Pow Wows are celebrations of Native American culture and heritage. Originally, they were held in the spring to welcome the new beginnings of life. It was a time when people gathered together to visit with family, to sing, dance, gamble and to renew old friendships and make new ones. In this setting, young people had the opportunity to meet and court.

In the old days, “Pow Wows” had religious significance as well. Families held their naming and honoring ceremonies during these times.

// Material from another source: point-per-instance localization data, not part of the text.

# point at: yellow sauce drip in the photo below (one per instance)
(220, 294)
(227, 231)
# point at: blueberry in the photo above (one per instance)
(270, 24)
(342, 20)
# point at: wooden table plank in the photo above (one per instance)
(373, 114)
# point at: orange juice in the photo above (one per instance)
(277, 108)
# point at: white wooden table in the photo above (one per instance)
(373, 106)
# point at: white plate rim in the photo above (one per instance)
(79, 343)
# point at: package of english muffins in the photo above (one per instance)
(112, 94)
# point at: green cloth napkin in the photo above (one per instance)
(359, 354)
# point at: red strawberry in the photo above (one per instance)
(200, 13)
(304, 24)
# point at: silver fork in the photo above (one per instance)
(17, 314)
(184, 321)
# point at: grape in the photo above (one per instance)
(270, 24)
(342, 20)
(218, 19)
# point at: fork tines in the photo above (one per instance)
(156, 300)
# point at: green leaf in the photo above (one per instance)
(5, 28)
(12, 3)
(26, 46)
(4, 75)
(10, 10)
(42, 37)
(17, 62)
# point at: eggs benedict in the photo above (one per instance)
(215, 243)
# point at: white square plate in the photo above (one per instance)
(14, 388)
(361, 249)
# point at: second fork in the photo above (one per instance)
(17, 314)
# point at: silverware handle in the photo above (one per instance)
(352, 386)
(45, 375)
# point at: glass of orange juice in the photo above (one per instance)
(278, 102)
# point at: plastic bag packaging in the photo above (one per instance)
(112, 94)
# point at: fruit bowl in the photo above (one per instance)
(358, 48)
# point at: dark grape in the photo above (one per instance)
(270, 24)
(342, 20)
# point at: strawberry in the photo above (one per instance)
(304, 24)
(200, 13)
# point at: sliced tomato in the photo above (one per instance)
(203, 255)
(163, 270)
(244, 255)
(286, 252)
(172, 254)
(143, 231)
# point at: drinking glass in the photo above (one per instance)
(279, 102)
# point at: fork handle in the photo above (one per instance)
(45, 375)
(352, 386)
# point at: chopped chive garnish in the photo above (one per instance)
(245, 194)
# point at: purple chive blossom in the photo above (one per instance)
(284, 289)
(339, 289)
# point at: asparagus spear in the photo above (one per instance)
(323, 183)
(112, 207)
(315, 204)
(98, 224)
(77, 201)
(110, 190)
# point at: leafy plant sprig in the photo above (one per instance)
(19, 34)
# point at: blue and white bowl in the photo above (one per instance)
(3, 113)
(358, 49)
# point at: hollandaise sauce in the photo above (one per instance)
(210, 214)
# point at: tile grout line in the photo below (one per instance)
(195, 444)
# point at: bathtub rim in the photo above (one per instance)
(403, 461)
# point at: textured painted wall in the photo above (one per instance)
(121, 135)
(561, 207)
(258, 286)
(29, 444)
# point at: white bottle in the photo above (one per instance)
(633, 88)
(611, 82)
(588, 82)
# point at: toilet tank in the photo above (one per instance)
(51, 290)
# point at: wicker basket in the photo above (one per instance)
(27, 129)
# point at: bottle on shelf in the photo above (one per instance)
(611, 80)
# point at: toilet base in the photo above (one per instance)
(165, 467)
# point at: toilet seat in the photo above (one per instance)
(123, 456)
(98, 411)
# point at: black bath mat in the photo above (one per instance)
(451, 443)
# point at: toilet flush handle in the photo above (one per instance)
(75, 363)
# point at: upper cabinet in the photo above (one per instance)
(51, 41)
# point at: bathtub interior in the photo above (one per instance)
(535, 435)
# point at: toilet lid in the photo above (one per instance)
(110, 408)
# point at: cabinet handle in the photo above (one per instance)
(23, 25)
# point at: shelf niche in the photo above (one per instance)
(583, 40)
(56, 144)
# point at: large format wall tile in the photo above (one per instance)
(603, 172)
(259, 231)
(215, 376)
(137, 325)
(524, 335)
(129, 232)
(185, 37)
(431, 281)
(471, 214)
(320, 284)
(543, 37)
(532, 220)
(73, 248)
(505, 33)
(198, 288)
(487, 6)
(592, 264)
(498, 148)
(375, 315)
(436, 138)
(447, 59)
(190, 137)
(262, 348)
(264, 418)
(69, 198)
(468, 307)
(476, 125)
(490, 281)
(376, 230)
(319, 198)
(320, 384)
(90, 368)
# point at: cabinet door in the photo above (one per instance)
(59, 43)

For mid-western tribes, the celebration was also a prayer to the one called in Lakota language Wakan Tanka the Great Mystery or Great Spirit. According to some historians, the word “Pow Wow” comes from the Algonquin tribe’s language for a meeting of medicine men or spiritual leaders. In the Algonquin tradition, Pow Wows were held for healing and success in hunting and battle.

Other historians believe “Pow Wow” is an Anglo-Saxon interpretation derived from the Massachusett Indian word “pauwau”, which referred to tribal and family councils held for decision-making and dispute resolution.

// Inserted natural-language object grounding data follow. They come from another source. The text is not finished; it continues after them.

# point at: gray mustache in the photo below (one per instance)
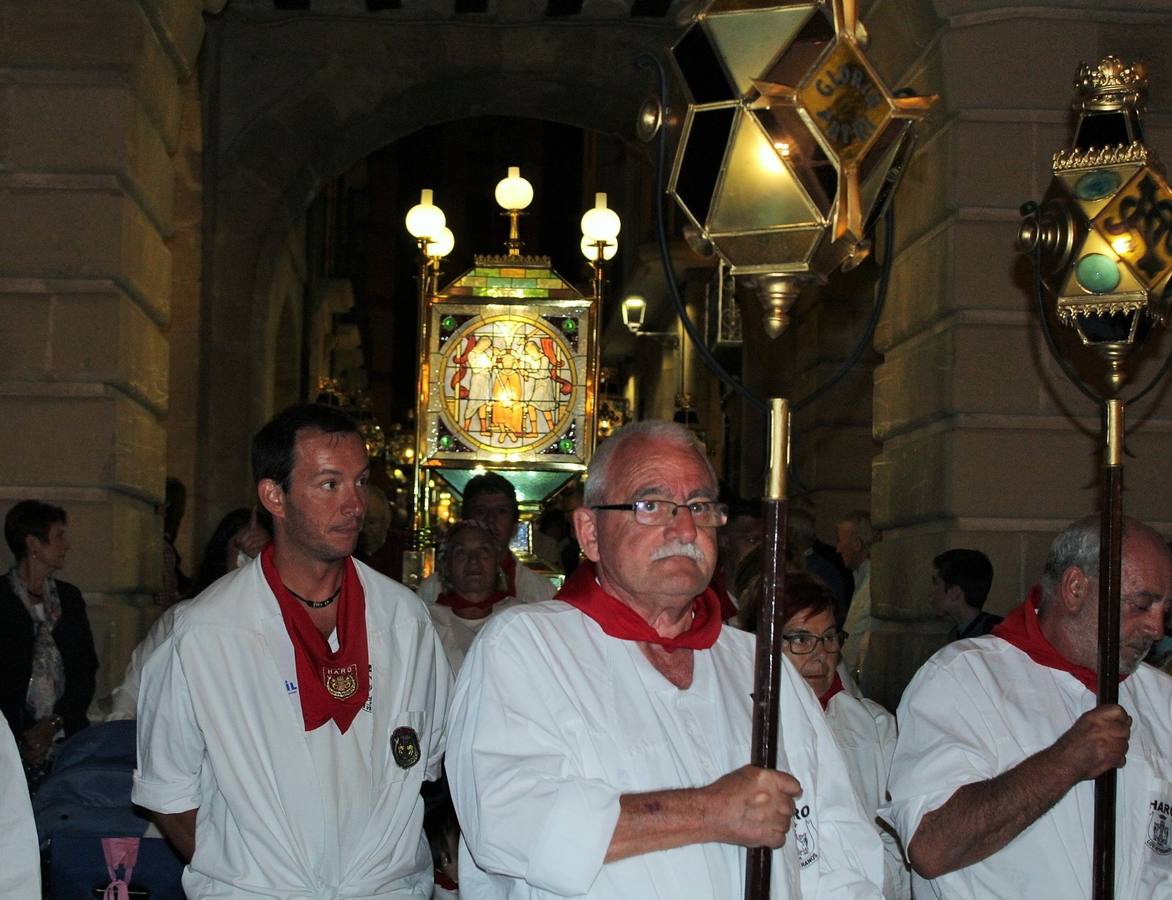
(679, 549)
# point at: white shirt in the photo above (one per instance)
(865, 733)
(284, 812)
(124, 700)
(859, 622)
(20, 859)
(531, 587)
(980, 707)
(552, 721)
(456, 634)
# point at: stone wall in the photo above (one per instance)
(90, 110)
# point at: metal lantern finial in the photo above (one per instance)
(1104, 229)
(791, 144)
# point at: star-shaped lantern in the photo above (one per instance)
(1104, 229)
(791, 143)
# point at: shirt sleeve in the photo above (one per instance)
(939, 748)
(849, 864)
(170, 743)
(525, 810)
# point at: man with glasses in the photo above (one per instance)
(865, 731)
(599, 742)
(1001, 740)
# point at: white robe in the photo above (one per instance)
(980, 707)
(284, 812)
(552, 721)
(865, 733)
(20, 860)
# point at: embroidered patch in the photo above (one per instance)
(341, 681)
(404, 747)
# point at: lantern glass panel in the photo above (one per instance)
(795, 63)
(794, 141)
(703, 158)
(701, 68)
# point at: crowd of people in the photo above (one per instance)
(309, 728)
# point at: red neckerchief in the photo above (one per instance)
(509, 566)
(619, 620)
(456, 601)
(348, 670)
(836, 687)
(1022, 629)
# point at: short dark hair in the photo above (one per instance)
(29, 518)
(969, 570)
(485, 484)
(272, 448)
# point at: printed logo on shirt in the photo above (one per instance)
(806, 836)
(1159, 827)
(341, 681)
(404, 747)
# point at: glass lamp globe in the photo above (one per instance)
(600, 223)
(590, 249)
(513, 192)
(424, 219)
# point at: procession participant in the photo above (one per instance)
(1001, 740)
(490, 498)
(474, 587)
(599, 743)
(286, 722)
(864, 730)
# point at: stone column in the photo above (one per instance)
(985, 443)
(89, 120)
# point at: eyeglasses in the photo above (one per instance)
(803, 642)
(704, 513)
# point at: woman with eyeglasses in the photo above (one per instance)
(865, 731)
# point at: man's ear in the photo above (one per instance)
(585, 529)
(272, 497)
(1075, 590)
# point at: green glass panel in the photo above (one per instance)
(749, 41)
(531, 486)
(1097, 185)
(758, 190)
(1097, 273)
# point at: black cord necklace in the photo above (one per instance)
(315, 604)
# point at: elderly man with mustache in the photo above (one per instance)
(599, 742)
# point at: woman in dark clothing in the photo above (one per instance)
(47, 659)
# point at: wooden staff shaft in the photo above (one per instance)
(1110, 579)
(767, 677)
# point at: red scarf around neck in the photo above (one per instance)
(583, 591)
(836, 687)
(456, 601)
(1022, 629)
(331, 684)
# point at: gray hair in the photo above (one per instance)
(600, 475)
(1076, 545)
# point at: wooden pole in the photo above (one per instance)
(767, 677)
(1110, 577)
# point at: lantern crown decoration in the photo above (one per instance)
(791, 144)
(1103, 229)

In colonial America, white settlers misapplied the word “Pow Wow” to any gathering of Indian people. During the late 1800’s and early 1900’s, the United States government attempted to repress native culture and traditions. Many non-Indians believed that Indian culture had to be destroyed because it was the complete opposite of what they saw as “civilization.”

As East Coast tribes were moved further westward across the United States, through the government policy of relocation, their customs spread to other tribes with whom they came in contact. Gatherings of Indian peoples began to reflect the traditions and celebrations of a number of tribes.